These fun meatball sliders are sure to be a winner on your Super Bowl snack table. The real secret to these beauties is placing the meatball in through the top of the roll, versus splitting the bread. Maybe it's the symmetry, or center of gravity, that makes these just feel right in your hand.
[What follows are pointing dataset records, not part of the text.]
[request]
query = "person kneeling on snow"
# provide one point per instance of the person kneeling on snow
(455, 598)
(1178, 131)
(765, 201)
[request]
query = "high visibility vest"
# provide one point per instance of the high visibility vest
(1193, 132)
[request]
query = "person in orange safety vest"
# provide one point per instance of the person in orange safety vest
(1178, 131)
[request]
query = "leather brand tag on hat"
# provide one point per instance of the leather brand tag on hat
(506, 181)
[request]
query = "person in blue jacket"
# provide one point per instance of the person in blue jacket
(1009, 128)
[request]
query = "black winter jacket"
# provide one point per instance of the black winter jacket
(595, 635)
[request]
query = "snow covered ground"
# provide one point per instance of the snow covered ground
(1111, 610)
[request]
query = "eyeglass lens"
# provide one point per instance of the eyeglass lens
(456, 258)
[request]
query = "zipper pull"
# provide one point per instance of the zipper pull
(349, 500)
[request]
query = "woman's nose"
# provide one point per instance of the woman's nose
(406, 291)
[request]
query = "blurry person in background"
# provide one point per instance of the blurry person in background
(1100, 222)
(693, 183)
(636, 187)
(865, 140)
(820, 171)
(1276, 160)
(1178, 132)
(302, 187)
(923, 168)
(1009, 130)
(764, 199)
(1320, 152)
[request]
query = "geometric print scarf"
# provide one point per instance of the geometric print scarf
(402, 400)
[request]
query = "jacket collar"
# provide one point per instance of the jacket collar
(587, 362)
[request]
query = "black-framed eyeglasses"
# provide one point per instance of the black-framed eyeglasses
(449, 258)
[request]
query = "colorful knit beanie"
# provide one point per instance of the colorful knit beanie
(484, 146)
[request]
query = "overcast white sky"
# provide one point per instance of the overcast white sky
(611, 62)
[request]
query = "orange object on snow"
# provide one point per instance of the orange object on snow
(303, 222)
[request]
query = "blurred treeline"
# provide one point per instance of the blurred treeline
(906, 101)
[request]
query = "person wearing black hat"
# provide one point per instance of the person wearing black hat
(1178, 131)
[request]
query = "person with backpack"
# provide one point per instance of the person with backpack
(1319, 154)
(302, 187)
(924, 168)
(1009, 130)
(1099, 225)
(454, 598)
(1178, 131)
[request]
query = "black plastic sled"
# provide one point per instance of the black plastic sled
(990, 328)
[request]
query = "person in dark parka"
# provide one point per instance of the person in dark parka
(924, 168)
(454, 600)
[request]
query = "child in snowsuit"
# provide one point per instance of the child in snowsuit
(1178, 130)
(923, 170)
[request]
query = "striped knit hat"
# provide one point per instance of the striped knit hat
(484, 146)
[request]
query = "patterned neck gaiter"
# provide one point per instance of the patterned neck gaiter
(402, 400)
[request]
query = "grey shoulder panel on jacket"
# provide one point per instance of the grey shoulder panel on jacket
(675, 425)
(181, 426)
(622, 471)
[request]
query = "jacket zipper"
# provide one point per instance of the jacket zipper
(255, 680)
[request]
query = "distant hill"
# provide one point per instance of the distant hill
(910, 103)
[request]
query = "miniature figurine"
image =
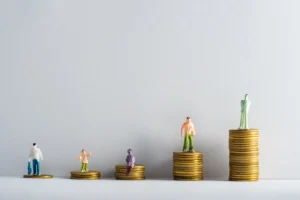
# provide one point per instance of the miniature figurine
(188, 131)
(245, 105)
(83, 157)
(130, 160)
(29, 168)
(35, 155)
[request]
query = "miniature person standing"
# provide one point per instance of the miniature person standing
(130, 160)
(245, 105)
(83, 157)
(36, 156)
(188, 131)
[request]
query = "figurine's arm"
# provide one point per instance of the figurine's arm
(41, 155)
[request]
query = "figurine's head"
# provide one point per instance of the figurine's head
(188, 119)
(83, 151)
(129, 151)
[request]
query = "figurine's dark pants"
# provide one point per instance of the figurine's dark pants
(188, 138)
(36, 167)
(129, 169)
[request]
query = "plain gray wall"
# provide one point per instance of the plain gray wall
(113, 75)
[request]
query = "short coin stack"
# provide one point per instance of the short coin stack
(136, 173)
(244, 155)
(44, 176)
(188, 166)
(90, 175)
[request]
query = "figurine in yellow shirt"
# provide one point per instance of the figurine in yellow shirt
(188, 131)
(83, 157)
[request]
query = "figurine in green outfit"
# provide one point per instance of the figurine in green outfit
(245, 105)
(188, 131)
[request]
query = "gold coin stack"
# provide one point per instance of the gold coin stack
(188, 166)
(136, 173)
(43, 176)
(243, 155)
(90, 175)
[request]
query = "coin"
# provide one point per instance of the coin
(243, 155)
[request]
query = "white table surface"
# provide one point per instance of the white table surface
(106, 189)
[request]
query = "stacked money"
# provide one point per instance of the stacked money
(188, 166)
(244, 155)
(90, 175)
(136, 173)
(44, 176)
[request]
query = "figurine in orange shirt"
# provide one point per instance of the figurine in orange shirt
(83, 157)
(188, 131)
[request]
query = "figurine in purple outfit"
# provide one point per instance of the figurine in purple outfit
(130, 160)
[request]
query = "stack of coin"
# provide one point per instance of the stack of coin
(136, 173)
(188, 166)
(90, 175)
(43, 176)
(243, 155)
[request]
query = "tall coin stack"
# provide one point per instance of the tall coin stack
(136, 173)
(243, 155)
(90, 175)
(188, 166)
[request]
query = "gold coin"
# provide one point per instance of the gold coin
(43, 176)
(85, 173)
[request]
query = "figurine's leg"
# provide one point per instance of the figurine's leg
(246, 121)
(82, 167)
(34, 166)
(185, 143)
(38, 168)
(191, 143)
(86, 167)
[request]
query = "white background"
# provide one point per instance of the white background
(113, 75)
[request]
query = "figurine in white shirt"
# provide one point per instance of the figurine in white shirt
(36, 156)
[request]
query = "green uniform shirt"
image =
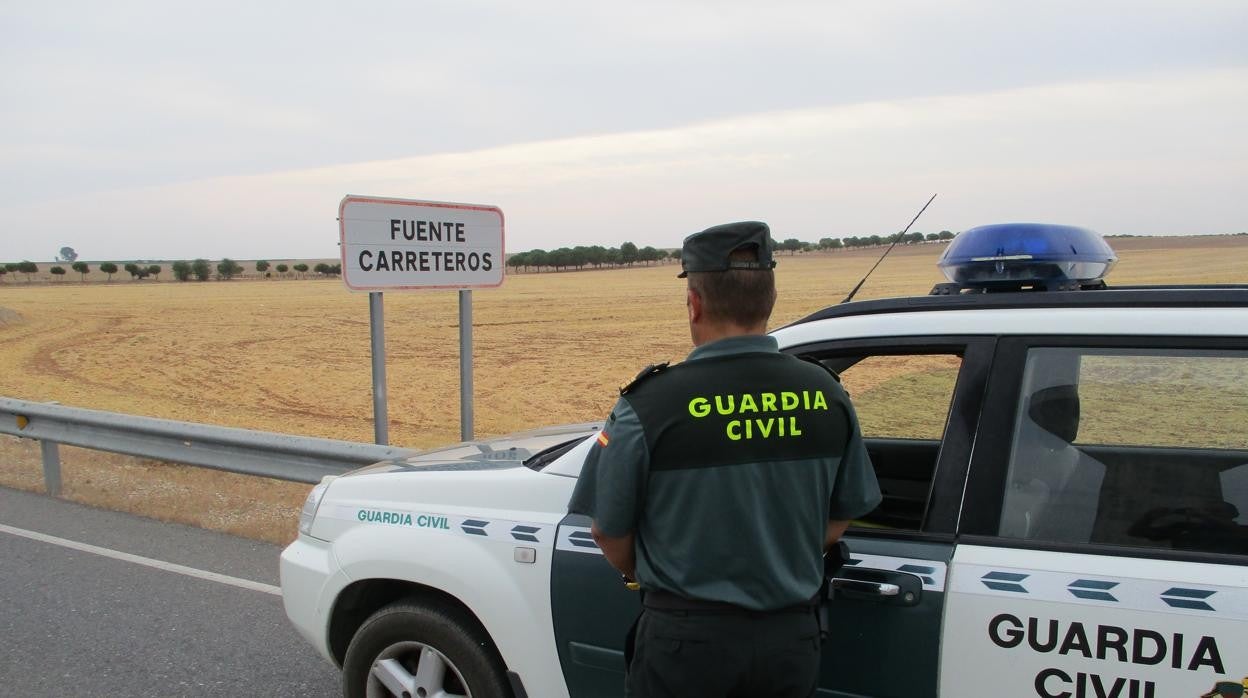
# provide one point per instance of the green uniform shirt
(728, 467)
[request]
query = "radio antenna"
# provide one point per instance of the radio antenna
(895, 240)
If you're short on time, using pre-made meatballs will do.
Prep Time 25 minutes
Cook Time 40 minutes
Total Time 1 hour 10 minutes
Course lunch/dinner
Cuisine American
Servings 18 people
Calories 7381.2 kcal

Equipment

  • 1 Saucepan Medium-sized, for sautéing and making garlic butter
  • 1 Large Mixing Bowl For preparing the meatball mixture
  • 1 Mini Muffin Tin 24-cup, for baking individual meatballs
  • 1 Rimmed Baking Sheet Large enough to hold 18 dinner rolls
  • 1 Small Paring Knife For carefully cutting holes in the dinner rolls

Ingredients
  

Main

  • 2 tablespoons olive oil divided
  • 1 yellow onion diced
  • 5 cloves garlic minced, divided
  • 1 pound ground beef
  • 2 tablespoons chopped Italian parsley plus more for garnish
  • 1 large egg
  • ¼ cup plain bread crumbs
  • 1 cup shredded fontina cheese divided
  • 2 teaspoons kosher salt
  • freshly ground black pepper to taste
  • 1 pinch cayenne pepper or to taste
  • 3 tablespoons unsalted butter
  • 18 dinner rolls
  • 2 cups spicy tomato sauce
  • 2 tablespoons freshly grated Parmigiano-Reggiano cheese

Instructions
 

  • Preheat the oven to 400 degrees F (200 degrees C).
  • Heat 1 tablespoon olive oil in a saucepan over medium heat. Add onion and 2 cloves garlic; cook and stir until onion is soft, about 5 minutes.
  • Place beef in a large bowl. Add onion-garlic mixture, parsley, egg, bread crumbs, and 1 large handful of fontina cheese, reserving the rest for topping. Season with salt, pepper, and cayenne. Mix by hand until just combined. Scoop meat mixture into 24 mini muffin cups; meatballs need not be perfectly round.
  • Bake in the preheated oven until no longer pink in the centers, about 12 minutes. Leave oven on. Let meatballs cool briefly while you make the garlic butter.
  • Melt butter in a saucepan over medium heat. Add remaining minced garlic once butter starts to bubble; stir, then immediately remove from heat. Stir well and set aside.
  • Line a rimmed baking sheet with foil; coat foil with remaining olive oil. Transfer rolls, still attached, to the baking sheet. Cut a hole in the top of each roll, about 2/3 of the way down. Brush garlic butter over the insides and outsides of the rolls.
  • Bake until golden brown, about 8 minutes. Pour about 1 tablespoon tomato sauce into each hole. Stuff meatballs into the holes. Top each roll with a spoonful of tomato sauce and remaining fontina cheese. Sprinkle Parmesan cheese on top.
  • Continue baking until cheese is melted, 12 to 15 minutes. Garnish with more parsley. Let rolls sit for 5 to 10 minutes to firm up; transfer to a serving platter. Chef John

Notes

For optimal meatball texture, mix the ground beef mixture until *just* combined; overmixing leads to tough meatballs. A small portion scoop ensures uniform size and even cooking. When preparing the garlic butter, infuse the minced garlic gently in the melted butter, removing from heat immediately to prevent burning, which can turn the flavor bitter. The unique method of stuffing through the top of the rolls requires a sharp paring knife to create a clean, adequately deep cavity without piercing the bottom. Generously brush the garlic butter both inside the cavity and over the exterior of the rolls for maximum flavor saturation. Finally, allowing the finished sliders to rest for 5-10 minutes is crucial for them to firm up, preventing them from falling apart when served.